“Oh, I did. But a coyote killed him, with all my Brahmas. Horrible, horrible!” She jerks her hands away, and through her loose neckties I see her wrinkled breasts. “He didn’t kill my Houdans, because they are black and scary.” She turns to Ray: “We are out of gin.”
“I grew up with a rooster,” I say.
“He was my pasha.”
“Stupid people think chickens aren’t smart,” I coke-talk.
Her bloodshot eyes rest on me; God is stoned. “I only care for the overlooked. Even if it is bad.”
“How bad?” I ask.
“Genocide,” God says.
“She is talking fashion genocide,” Teresa yells from the sofa. “She’s shooting Taliban fighters in Burberry checks.”
“How did you talk the Taliban into Burberry-ing up?” I ask God.
“I see beauty and art where you don’t,” God says. “I see art in Hello! magazine and in the Taliban. I can show people how to kill brands by association, not by bombing malls.”
“So you are decadent,” I tell God.
“You confuse art with education because you are Greek. Greeks obsess with the peak. I’m interested in maturity. That’s why they call me God.”
I snatch a tequila shot, but God’s not done with me. “Maturity is sexy too,” she says. “Post-postmodernism, derivatives . . . they are the new peaks. My husband was a hedge-fund manager; he taught me that. That’s why I’ve made Tatiana so convertible. She knows how to arbitrage through life. Stay still or next when she sees a rise. I’m turning her into the new Bruce Chatwin.”
Next? Has God been talking to Alkis? “Who’s Bruce Chatwin?” I ask.
“You should read him. He was buried in Greece,” God says, before dropping a couple more names that I’m supposed to know but don’t.

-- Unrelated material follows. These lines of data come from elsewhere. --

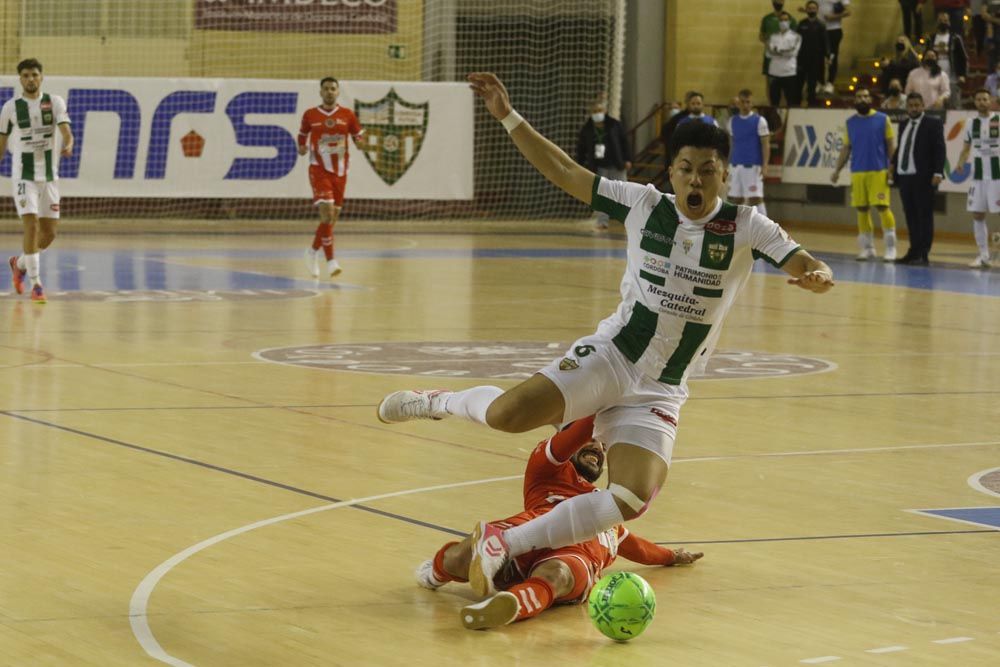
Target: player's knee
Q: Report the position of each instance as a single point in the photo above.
(631, 504)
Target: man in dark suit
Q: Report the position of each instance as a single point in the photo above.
(918, 168)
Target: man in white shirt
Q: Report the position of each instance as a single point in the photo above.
(688, 256)
(28, 122)
(783, 52)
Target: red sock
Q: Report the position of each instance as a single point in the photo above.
(439, 572)
(326, 237)
(534, 595)
(317, 238)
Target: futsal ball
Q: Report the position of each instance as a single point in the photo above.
(622, 605)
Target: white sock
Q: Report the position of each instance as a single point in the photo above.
(472, 403)
(889, 236)
(31, 264)
(982, 233)
(574, 520)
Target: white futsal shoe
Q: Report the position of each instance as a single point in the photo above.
(312, 262)
(402, 406)
(425, 576)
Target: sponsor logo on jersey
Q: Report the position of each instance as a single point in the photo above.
(568, 364)
(717, 252)
(395, 129)
(721, 227)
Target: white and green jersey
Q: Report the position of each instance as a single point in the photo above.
(983, 135)
(30, 126)
(682, 276)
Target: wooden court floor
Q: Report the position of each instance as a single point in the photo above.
(191, 472)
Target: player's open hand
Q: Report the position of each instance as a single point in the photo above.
(493, 92)
(814, 281)
(685, 557)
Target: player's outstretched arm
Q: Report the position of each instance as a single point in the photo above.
(808, 272)
(545, 156)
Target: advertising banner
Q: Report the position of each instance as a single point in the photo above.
(163, 137)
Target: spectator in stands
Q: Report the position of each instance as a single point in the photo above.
(955, 9)
(694, 110)
(952, 56)
(993, 81)
(814, 53)
(929, 81)
(769, 25)
(913, 18)
(832, 12)
(894, 99)
(783, 51)
(603, 148)
(899, 67)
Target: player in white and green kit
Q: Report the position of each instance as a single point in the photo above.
(28, 127)
(982, 140)
(688, 257)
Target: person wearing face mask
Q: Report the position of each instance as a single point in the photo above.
(982, 142)
(919, 169)
(769, 25)
(913, 18)
(783, 50)
(603, 147)
(814, 53)
(928, 80)
(870, 142)
(899, 67)
(894, 100)
(952, 56)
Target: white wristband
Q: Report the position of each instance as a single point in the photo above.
(511, 120)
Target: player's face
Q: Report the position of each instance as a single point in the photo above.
(698, 176)
(983, 102)
(31, 80)
(329, 91)
(589, 461)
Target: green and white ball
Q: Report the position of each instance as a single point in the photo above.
(622, 605)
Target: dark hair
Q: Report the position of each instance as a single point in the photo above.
(698, 135)
(30, 63)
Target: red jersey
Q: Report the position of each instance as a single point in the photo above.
(325, 132)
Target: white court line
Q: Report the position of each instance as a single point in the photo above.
(974, 482)
(887, 649)
(138, 605)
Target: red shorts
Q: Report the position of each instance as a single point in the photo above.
(327, 186)
(585, 569)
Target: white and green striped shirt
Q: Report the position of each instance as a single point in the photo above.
(682, 276)
(983, 135)
(30, 125)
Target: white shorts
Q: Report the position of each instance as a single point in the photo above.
(746, 182)
(39, 198)
(984, 196)
(595, 378)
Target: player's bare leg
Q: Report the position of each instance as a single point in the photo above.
(535, 402)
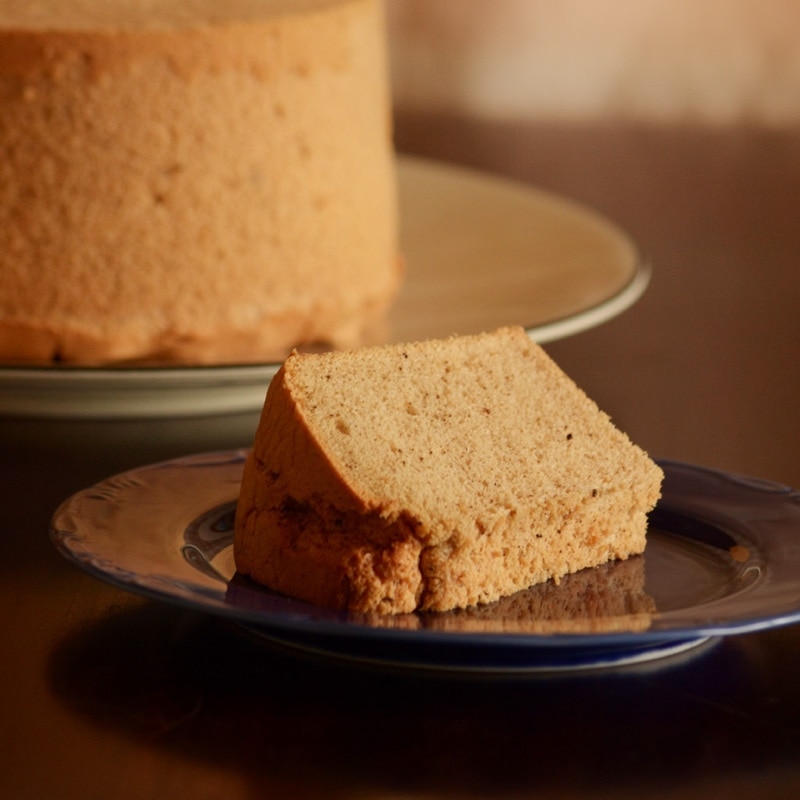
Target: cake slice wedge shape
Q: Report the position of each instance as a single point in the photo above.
(435, 475)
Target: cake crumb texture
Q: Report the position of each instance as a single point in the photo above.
(435, 475)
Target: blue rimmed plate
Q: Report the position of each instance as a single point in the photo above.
(723, 558)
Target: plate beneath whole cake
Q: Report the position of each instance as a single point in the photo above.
(480, 251)
(723, 558)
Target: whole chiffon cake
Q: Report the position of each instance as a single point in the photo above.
(193, 181)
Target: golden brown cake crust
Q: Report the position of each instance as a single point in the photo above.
(164, 170)
(435, 476)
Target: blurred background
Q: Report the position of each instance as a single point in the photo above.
(667, 61)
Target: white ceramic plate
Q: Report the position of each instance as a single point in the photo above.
(481, 252)
(723, 558)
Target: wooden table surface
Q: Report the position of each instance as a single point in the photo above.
(105, 694)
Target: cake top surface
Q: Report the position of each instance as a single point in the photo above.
(83, 15)
(475, 425)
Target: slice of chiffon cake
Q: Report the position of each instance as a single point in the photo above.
(435, 475)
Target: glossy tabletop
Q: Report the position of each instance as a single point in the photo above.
(108, 694)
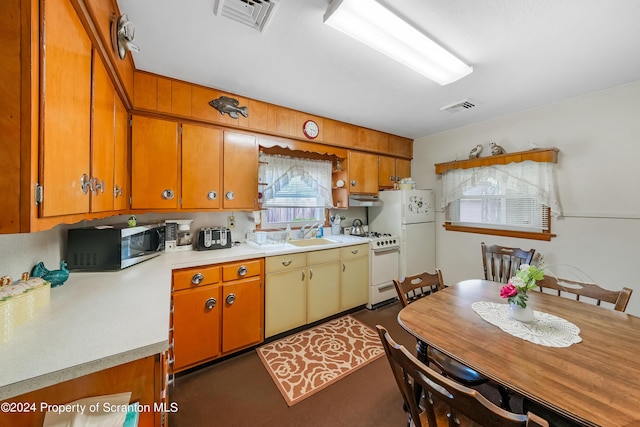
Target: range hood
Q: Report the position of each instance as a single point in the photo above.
(364, 200)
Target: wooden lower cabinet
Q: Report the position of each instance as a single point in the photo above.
(354, 276)
(303, 288)
(216, 310)
(144, 378)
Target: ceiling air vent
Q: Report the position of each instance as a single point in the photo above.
(254, 13)
(465, 104)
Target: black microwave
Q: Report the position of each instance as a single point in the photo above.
(113, 247)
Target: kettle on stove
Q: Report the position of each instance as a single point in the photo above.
(356, 228)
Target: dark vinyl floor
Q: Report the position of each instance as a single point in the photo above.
(240, 392)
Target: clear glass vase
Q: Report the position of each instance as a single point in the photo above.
(521, 314)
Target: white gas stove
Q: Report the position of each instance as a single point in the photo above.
(384, 257)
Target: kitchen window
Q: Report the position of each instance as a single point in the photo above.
(517, 199)
(296, 190)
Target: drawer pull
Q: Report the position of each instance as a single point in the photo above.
(242, 271)
(197, 278)
(168, 194)
(210, 303)
(231, 298)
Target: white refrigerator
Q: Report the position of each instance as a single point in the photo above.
(409, 214)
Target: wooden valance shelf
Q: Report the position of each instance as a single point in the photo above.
(538, 155)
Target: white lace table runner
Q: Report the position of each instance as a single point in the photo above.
(546, 329)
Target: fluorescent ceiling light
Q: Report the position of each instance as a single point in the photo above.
(372, 24)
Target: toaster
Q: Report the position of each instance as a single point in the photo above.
(213, 238)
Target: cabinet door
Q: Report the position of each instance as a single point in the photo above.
(354, 282)
(242, 314)
(196, 327)
(386, 171)
(240, 171)
(323, 291)
(102, 138)
(285, 301)
(201, 172)
(66, 109)
(121, 166)
(403, 169)
(154, 164)
(363, 173)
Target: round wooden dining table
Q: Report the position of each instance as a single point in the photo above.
(595, 382)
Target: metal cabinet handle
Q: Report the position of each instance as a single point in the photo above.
(210, 303)
(97, 186)
(168, 194)
(231, 298)
(242, 271)
(85, 183)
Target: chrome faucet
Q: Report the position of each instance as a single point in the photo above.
(304, 231)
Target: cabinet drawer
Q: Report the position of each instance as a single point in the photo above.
(198, 276)
(285, 262)
(324, 256)
(350, 252)
(241, 270)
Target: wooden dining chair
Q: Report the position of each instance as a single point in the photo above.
(501, 263)
(441, 392)
(619, 299)
(414, 287)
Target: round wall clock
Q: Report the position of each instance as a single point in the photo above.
(310, 129)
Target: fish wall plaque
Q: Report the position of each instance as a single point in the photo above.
(224, 104)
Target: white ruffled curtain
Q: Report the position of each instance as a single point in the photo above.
(294, 181)
(534, 179)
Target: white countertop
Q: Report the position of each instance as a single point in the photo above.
(99, 320)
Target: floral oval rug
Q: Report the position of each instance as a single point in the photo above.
(304, 363)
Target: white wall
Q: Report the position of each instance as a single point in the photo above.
(598, 136)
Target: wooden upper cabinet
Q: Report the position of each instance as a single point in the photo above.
(279, 120)
(154, 164)
(386, 171)
(201, 167)
(66, 108)
(163, 95)
(399, 146)
(403, 169)
(102, 139)
(363, 173)
(121, 165)
(258, 116)
(372, 140)
(103, 13)
(145, 91)
(240, 171)
(200, 108)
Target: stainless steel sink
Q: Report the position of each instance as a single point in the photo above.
(312, 242)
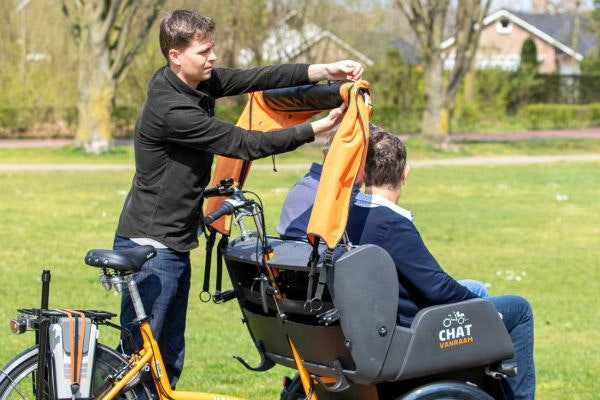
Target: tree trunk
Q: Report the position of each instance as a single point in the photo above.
(434, 124)
(95, 104)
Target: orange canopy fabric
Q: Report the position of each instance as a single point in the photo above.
(343, 163)
(259, 117)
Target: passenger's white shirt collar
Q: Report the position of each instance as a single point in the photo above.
(372, 201)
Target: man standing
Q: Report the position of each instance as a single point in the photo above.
(176, 136)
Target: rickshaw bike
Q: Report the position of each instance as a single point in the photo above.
(322, 306)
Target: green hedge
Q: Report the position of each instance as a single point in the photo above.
(556, 116)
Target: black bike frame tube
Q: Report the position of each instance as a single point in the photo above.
(41, 337)
(45, 289)
(44, 326)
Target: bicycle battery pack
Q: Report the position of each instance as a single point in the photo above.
(73, 362)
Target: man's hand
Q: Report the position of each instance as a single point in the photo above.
(346, 69)
(330, 121)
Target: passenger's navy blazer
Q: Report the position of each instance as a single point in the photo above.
(374, 220)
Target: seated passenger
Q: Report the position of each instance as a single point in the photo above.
(375, 218)
(297, 206)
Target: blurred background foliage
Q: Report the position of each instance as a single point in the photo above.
(38, 59)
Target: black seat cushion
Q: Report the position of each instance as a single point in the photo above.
(128, 261)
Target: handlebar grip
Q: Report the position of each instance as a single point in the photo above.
(226, 208)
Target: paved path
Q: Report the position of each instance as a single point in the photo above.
(482, 160)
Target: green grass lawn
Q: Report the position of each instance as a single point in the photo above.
(417, 149)
(530, 230)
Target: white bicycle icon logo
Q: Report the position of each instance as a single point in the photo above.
(457, 317)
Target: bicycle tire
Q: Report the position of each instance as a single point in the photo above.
(447, 390)
(17, 378)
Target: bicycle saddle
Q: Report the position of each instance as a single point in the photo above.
(128, 261)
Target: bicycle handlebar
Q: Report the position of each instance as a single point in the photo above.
(227, 207)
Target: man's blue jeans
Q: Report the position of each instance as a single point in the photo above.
(474, 287)
(164, 286)
(518, 319)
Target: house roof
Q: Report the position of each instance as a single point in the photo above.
(293, 37)
(555, 29)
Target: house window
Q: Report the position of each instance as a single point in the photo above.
(504, 26)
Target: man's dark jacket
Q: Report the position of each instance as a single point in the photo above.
(176, 136)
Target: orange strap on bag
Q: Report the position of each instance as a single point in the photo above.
(343, 163)
(256, 116)
(76, 348)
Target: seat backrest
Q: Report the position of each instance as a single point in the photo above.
(365, 292)
(449, 337)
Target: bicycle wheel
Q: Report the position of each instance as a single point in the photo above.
(17, 378)
(447, 391)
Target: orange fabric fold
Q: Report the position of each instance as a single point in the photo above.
(256, 116)
(344, 162)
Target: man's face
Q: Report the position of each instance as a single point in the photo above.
(195, 61)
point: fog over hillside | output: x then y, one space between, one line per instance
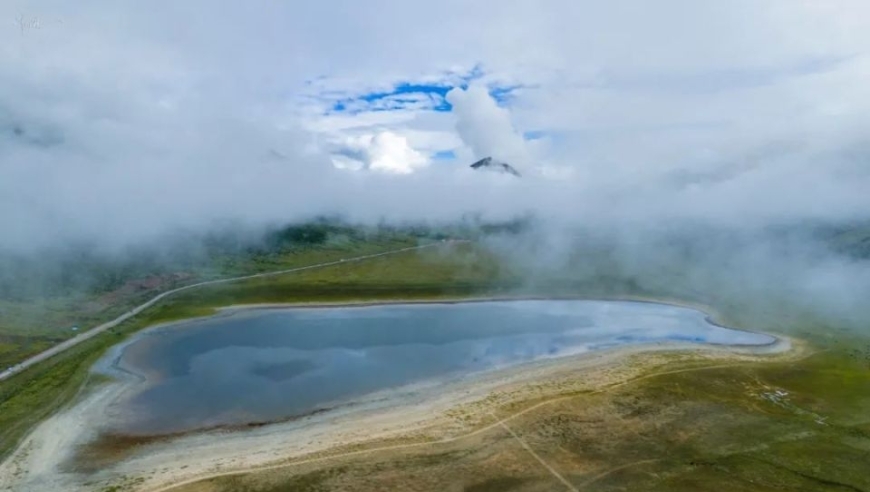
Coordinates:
726 140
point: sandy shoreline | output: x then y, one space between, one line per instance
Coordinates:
422 412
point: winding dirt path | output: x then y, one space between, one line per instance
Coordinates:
72 342
498 424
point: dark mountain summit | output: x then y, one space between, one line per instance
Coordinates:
490 164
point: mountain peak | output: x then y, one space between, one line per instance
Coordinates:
490 164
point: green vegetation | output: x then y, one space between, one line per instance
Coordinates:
790 425
454 270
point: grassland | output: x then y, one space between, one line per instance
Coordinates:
797 425
32 395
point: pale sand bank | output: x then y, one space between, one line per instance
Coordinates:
419 413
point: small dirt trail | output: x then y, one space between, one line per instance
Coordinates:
72 342
500 423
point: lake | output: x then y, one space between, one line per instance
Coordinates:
263 365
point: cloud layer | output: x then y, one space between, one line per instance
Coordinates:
121 120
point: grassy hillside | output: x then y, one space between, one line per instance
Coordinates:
447 271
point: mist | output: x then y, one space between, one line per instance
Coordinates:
711 152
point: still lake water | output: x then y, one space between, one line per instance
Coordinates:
263 365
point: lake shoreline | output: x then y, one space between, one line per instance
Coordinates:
386 414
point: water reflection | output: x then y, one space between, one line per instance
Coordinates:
271 364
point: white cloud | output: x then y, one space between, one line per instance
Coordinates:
127 118
485 127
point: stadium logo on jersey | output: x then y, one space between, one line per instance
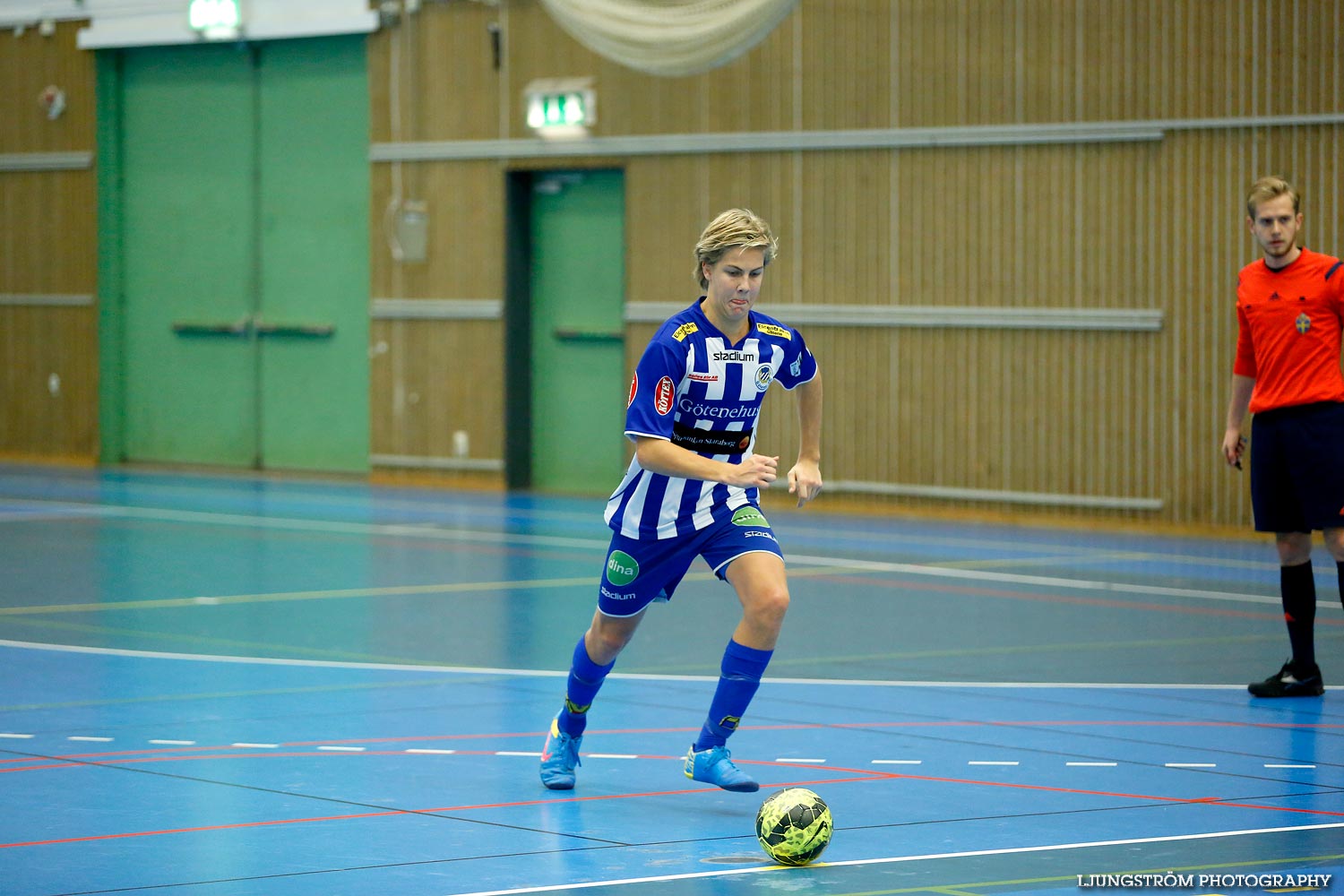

“I need vodka,” I lie, and I walk through the metal draperies to the other side of MasterCard for a hit. No one is there. Two large square marbles, with ancient Greek anatomies on their sides, are used as coffee tables on a flokati rug. They are belted by another semicircular sofa, this one with a built-in console at its end that operates a screen that covers most of the room’s curved wall and that shows Fischer and Spassky in some Cold War chess final. The silent tension on their foreheads spooks me. One of the console’s buttons says “Roof,” so I look up to a motorized part of the ceiling, half-open onto a wind sock–shaped glass, sparkling from the rain hitting this bachelor-space-age-capsule living room.
I sit on the rug and take out my little plastic bag. Before I cut, I peek through the metal drapes into the twin living room: Teresa’s “Fiat” zipper has gotten caught in Ray’s Herdwick ram-skull buckle, and they are fighting.
“Grab Bush! Grab Bush!” God yells, and then, “Good boy, good boy.”
I am in the middle of shaping beautiful lines on the Greek marbles when I suddenly realize that Ray is standing above me, his abashed smile gone.
“What the hell’re you doing?” he asks. “Teresa will kick your ass all the way to Sunset if she sees you.”
I nod my head slowly and offer my rolled-up twenty to him.
“I’m running out to get smokes and gin. You get it together.”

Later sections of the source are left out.